From: prezky@apple.com (Michael Press)
Subject: Euler's totient function
Date: Thu, 12 Oct 2000 16:12:16 -0700
Newsgroups: sci.math
Summary: [missing]

Paulo Ribenboim's _The Book of Prime Number Records_ is a treat. 
Today I was dazzled by the section on Euler's totient function,
and repeat here a few results that particularly captured my
imagination.

For every k >= 1, 2.7^k is not a value of Euler's totient function.  
Schnizel [1956]

There exist infinitely may primes p such that for every k>=1,
p.2^k is not a value of Euler's totient function.
Mendelsohn [1976]

For every k>=1, there exists n such that phi(n) = k!.  
Gupta [1950]

This next is wild.  

            phi(n+1)
lim sup ______________  = oo
 n->oo      phi(n)
 
            phi(n+1)
lim inf ______________  = 0
 n->oo      phi(n)
 
Somayajulu [1950]

The set of all numbers phi(n+1)/phi(n) is dense in the set of all
positive real numbers.  

The set of all numbers phi(n+1)/n is dense in (0,1).  

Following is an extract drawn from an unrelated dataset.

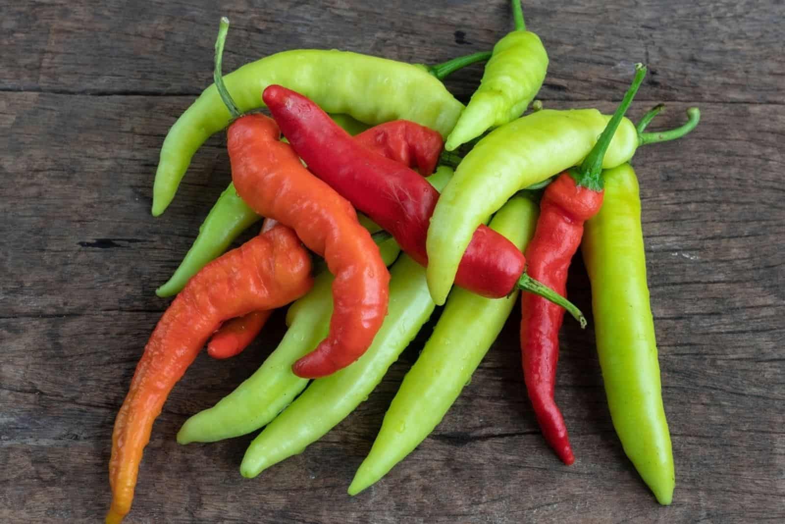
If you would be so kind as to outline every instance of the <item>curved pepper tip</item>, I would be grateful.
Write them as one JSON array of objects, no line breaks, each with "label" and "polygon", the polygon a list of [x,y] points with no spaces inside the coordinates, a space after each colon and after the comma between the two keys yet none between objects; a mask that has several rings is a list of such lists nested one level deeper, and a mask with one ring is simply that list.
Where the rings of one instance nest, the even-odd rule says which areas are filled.
[{"label": "curved pepper tip", "polygon": [[112,504],[111,507],[109,508],[109,511],[106,514],[106,519],[104,519],[105,524],[120,524],[122,522],[122,519],[126,516],[125,513],[121,513],[115,508],[115,504]]}]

Schnizel, A.        [1956]  Sur l'equation phi(x) = m.  
                    Elem. Math., 11,1956, 75-78.  
Mendelsohn, N.S.    [1976]  The equation phi(x) = k.  
                    Math. Mag., 49, 1976, 37-39.  
Gupta, H.           [1950]  On a problem of Erdos.  
                    Amer. Math. Montly, 57, 1950, 326-329.  
Somayajulu, B.S.K.R [1950]  On Euler's totient function phi(n).  
                    Math. Student, 18, 1950, 31-32.

-- 
Michael Press